O clipe também tem um contexto de guerra, talvez a invasão dos remanescentes do nazismo após a derrocada do Hitler numa Argentina mid-1940, levando em consideração que os amantes da Gaga na música possuem nomes latinos. Apesar da imagem de “apologia”, na verdade Alejandro é o oposto disso. Temos mulheres em posição de poder, dominadoras, liderando um exército de homens que não performam a masculinidade esperada. Que são submissos a Gaga na cama, que respeitam e reverenciam sua figura exatamente como ela é, quase de forma sagrada. 

Um artigo no The Guardian chamado “Quem está mais ofendido com o clipe de Alejandro?” prova justamente a maneira como a Gaga era destrinchada pela mídia da época. Não parece tão alarmante quanto o conservadorismo de hoje; acho até graça. O autor elenca vários grupos que poderiam se ofender com os elementos apresentados no vídeo, desde a igreja católica até os cabeleireiros (por conta dos cortes tigelinhas dos dançarinos). No final de um texto longo e com imagens, ele diz que também vai se incluir na lista porque gravar um clipe de nove minutos e o resultado ser algo tão chato é digno de se ofender. Falar da Lady Gaga rendia cliques. O pessoal se ocupava demais em escavar todos os lançamentos recentes e darem um ultimato sobre o quão nojenta ela era. 

Musicalmente, Alejandro é influenciado pelo ABBA, outro grupo que, no seu auge, era odiado, e hoje em dia tem sua discografia como um forte símbolo da comunidade queer.

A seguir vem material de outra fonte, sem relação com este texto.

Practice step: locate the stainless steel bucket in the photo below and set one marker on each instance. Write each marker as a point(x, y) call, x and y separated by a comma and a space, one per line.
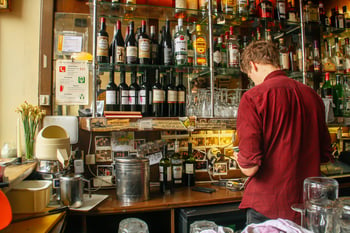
point(72, 189)
point(132, 179)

A gravadora não queria lançar como single por conta da fraca performance nas rádios e, no lugar, vieram com Dance in the Dark (que é boa, assim como o restante do The Fame Monster, mas nem de longe é memorável do mesmo jeito). Alejandro cai numa caixinha de faixas que a Gaga gravou fora da sua zona de conforto. Ela tem os elementos do electropop, mas não explode como os singles anteriores; é uma música mais sóbria, com certa veia teatral do musical Cabaret, sobre um amor que já se foi há muito tempo e que ela não tem mais interesse. É um hino feminista antes mesmo que o assunto bombardeasse a mídia. 

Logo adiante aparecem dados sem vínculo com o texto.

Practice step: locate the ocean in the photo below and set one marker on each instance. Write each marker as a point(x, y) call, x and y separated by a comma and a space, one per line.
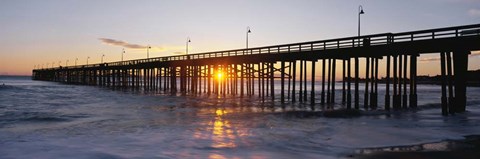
point(52, 120)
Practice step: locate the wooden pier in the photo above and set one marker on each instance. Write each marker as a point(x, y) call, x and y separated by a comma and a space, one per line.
point(258, 71)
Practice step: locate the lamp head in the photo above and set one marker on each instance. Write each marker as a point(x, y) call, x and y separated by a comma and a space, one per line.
point(361, 10)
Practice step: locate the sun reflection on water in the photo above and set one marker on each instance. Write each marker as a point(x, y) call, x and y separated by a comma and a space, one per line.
point(223, 135)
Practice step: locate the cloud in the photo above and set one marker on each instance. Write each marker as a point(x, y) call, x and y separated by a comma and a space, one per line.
point(121, 43)
point(474, 12)
point(430, 59)
point(473, 54)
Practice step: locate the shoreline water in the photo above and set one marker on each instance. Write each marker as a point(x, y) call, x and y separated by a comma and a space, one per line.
point(467, 148)
point(51, 120)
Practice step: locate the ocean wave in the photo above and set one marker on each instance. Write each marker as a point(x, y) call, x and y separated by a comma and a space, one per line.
point(14, 117)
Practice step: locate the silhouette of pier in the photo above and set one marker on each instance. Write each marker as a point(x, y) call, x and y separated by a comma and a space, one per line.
point(257, 71)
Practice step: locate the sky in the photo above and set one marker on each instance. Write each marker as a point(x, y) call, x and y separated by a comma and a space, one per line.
point(36, 32)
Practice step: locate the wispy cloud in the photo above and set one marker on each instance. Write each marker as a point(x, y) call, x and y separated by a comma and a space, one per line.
point(474, 12)
point(473, 54)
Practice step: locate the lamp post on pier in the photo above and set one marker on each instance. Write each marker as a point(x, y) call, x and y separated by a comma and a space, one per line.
point(188, 41)
point(360, 12)
point(123, 52)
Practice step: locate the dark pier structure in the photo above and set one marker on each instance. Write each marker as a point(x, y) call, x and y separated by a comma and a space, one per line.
point(293, 67)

Obviamente, Alejandro não me arrancou do armário nem na segunda vez que tive contato com ela. Demorou ainda mais um tempo até que eu pudesse admitir pra mim mesma que, sim, meninas despertavam meu interesse ao mesmo nível que homens, mas redescobrir a Lady Gaga oito anos depois da primeira vez me fez refletir. Eu finalmente entendi o poder que um artista pode ter sobre uma pessoa, quando dizem que a Gaga é a grande responsável por fazer alguém se assumir, ou se sentir mais livre dentro da própria pele. Achei que era bobagem, mas não. As peças caíram nos devidos lugares em algum momento da minha fase adulta. Lady Gaga foi minha primeira crush e ainda bem que foi ela. 

Obrigada, Mother Monster. Bom show hoje a noite.